Implied include ** filter

What is the problem you are having with rclone?

No problem, just trying to understand implied --include ** filter with a view to clarifying documentation.

What is your rclone version (output from rclone version)

1.53.2

Which OS you are using and how many bits (eg Windows 7, 64 bit)

Ubuntu 20.4 ARM64

Which cloud storage system are you using? (eg Google Drive)

Google Drive

The command you were trying to run

See below

The rclone config contents with secrets removed.

[edrclone]
type = drive
client_id = xxxxx.apps.googleusercontent.com
client_secret = xxxxx
scope = drive
token = {"access_token":"xxxxxx"}
root_folder_id = xxxxxx

A log from the command with the -vv flag

n/a


I have been looking at clarifying some points in the filter documentation page and got drawn into the implied + ** at the end of the rules in a file for --filter-from. That behaves as I expected. Any object / path that has not matched a rule is included. That works whether or not there are any + rules.

If there are no --include... options on the command line an --include '**' seems to be implied.
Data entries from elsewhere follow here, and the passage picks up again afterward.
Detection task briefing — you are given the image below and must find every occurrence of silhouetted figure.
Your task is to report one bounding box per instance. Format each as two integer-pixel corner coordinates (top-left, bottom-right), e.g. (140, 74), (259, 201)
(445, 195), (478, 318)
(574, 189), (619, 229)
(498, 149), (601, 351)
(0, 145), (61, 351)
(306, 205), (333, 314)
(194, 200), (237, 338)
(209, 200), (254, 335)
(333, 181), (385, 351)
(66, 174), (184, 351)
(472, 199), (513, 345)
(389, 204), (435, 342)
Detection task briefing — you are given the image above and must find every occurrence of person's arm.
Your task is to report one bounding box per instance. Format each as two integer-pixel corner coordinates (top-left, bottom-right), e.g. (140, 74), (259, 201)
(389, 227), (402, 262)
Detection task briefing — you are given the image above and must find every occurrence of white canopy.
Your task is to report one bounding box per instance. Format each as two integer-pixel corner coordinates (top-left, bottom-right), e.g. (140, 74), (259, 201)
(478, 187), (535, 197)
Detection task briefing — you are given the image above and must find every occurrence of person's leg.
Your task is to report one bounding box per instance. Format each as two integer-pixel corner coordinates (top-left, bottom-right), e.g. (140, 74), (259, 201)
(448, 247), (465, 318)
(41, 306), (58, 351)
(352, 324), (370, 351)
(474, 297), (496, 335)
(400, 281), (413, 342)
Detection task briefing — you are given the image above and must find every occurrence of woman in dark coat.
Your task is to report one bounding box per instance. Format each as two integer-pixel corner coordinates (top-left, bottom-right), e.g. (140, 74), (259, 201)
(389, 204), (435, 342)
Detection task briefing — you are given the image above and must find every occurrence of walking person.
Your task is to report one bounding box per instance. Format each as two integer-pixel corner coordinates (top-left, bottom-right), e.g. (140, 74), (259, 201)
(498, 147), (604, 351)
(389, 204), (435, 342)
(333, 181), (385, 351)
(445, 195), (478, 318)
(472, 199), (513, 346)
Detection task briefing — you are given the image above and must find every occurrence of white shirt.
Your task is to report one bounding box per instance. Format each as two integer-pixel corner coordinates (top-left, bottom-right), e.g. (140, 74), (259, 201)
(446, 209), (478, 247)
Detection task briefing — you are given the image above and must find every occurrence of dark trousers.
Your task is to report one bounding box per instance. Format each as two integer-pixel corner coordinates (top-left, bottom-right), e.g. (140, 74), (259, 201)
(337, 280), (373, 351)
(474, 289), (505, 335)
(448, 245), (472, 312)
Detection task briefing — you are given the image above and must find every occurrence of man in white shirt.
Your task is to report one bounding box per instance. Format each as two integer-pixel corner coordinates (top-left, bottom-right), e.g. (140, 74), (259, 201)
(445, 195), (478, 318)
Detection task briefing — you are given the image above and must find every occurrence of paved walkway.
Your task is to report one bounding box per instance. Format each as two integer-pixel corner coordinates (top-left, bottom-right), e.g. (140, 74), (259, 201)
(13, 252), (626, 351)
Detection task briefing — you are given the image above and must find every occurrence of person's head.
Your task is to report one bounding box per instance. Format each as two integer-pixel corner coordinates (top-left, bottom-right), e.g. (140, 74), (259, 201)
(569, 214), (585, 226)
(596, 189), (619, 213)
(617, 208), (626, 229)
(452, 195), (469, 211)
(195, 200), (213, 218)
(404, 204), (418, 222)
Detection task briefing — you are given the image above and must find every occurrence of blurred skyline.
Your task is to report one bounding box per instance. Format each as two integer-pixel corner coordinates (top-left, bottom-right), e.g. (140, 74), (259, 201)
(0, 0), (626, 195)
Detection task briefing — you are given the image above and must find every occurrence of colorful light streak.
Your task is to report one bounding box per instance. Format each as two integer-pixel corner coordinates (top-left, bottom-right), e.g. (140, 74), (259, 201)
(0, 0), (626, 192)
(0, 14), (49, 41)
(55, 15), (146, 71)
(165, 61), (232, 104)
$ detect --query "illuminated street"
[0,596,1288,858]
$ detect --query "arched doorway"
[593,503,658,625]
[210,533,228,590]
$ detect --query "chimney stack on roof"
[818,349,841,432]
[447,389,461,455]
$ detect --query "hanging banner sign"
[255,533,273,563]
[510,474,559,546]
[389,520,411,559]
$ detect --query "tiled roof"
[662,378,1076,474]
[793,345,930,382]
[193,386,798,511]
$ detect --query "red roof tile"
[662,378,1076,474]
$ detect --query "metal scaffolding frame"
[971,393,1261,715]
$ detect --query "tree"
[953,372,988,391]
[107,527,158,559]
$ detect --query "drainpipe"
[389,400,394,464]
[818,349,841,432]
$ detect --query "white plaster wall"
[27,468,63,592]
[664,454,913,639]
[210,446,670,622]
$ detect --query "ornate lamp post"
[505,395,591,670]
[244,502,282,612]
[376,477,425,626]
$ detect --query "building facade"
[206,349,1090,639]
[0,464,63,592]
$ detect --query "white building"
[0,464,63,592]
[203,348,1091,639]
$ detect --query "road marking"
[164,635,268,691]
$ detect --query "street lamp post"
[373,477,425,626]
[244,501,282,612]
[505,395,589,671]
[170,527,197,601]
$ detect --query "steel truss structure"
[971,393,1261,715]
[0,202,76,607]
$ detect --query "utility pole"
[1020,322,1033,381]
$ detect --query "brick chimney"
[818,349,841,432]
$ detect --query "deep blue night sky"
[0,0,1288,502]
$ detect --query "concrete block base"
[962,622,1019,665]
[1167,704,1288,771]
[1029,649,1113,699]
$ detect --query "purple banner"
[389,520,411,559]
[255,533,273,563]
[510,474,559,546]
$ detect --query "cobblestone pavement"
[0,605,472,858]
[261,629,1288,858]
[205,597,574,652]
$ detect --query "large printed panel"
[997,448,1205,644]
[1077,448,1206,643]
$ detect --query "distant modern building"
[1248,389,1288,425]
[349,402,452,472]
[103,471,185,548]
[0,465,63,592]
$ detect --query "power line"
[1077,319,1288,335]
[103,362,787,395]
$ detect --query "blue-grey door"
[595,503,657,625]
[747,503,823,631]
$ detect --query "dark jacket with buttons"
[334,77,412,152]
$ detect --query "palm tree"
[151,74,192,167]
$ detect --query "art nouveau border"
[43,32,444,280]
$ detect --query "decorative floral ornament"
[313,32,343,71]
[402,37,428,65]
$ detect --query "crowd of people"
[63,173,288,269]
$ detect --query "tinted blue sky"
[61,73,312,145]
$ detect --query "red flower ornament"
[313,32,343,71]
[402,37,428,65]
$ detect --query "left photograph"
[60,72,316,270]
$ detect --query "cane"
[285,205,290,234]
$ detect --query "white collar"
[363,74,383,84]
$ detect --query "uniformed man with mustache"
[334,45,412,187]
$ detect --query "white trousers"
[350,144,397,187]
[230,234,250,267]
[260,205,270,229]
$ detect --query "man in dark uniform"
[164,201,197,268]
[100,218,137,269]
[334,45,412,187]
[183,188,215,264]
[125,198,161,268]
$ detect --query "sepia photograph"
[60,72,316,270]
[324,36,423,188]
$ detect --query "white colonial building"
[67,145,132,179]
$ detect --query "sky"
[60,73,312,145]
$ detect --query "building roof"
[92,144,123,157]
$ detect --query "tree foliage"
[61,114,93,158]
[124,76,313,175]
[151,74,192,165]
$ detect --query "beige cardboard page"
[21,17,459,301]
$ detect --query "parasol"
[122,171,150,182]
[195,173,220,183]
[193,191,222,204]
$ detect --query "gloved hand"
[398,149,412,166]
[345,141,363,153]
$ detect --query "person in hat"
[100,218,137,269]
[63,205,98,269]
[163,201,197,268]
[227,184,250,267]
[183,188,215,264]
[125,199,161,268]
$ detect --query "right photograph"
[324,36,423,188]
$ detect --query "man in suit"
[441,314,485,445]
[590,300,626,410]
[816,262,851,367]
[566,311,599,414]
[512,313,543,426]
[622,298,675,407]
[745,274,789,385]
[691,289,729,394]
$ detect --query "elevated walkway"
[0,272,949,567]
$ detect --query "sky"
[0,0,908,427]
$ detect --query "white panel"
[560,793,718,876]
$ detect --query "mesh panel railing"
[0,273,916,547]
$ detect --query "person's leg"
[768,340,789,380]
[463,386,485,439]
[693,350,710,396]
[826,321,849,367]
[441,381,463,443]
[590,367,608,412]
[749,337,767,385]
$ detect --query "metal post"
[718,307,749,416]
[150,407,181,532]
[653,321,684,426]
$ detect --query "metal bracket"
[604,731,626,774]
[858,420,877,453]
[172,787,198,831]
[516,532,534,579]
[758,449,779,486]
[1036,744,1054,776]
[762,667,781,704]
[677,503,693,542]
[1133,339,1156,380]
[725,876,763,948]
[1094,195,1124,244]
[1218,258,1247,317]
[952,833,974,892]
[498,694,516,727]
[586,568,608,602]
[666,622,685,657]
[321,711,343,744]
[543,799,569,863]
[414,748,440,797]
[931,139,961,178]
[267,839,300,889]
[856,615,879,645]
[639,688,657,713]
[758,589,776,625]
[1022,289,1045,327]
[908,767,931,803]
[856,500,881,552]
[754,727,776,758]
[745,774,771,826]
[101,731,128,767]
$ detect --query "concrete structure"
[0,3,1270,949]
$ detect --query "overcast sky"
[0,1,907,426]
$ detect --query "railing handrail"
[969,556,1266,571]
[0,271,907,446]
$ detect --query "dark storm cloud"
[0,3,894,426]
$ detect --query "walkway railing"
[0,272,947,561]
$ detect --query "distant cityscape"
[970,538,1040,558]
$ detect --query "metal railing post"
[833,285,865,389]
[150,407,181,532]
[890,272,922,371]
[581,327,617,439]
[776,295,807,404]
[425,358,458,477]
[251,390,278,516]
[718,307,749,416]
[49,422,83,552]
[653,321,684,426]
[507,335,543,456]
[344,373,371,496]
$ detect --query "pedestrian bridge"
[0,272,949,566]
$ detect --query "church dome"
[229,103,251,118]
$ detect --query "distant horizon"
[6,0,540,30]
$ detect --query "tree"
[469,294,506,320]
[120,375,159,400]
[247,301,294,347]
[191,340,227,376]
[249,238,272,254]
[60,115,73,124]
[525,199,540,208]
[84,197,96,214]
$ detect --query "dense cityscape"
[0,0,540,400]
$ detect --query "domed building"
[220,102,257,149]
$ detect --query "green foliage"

For instance with a test set in edrclone:test:

├── 1.docx
├── 2.docx
└── 3.docx

Listing without filters seems to use an implied --include '**':

ubuntu@ubuntu:~$ rclone ls edrclone:test
       -1 3.docx
       -1 2.docx
       -1 1.docx

With an --exclude... the implied include is still evident:

ubuntu@ubuntu:~$ rclone ls edrclone:test --exclude 3.docx
       -1 2.docx
       -1 1.docx

As soon as I add one (or more) --include... the implied --include '**' seems not to be applied:

ubuntu@ubuntu:~$ rclone ls edrclone:test --exclude 3.docx --include 1.docx
2020/11/04 12:06:00 ERROR : Using --filter is recommended instead of both --include and --exclude as the order they are parsed in is indeterminate
       -1 1.docx

In spite of that ominous warning the --include... and --exclude... combinations I tried all seemed to predictably follow the rules for precedence of filter options set out in the existing documentation. The implied include still does not seem to be observed without the include / exclude clash, i.e.if there is just a single --include...` option:

ubuntu@ubuntu:~$ rclone ls edrclone:test --include 1.docx
       -1 1.docx

I have no opinion about what the behaviour should be - merely trying to get it unambiguous in the documentation. Is it true to say that there is an implied final +** with --filter... and implied --include '**' on the command line but whenever there are one or more --include... on the command line those two implied includes do not apply?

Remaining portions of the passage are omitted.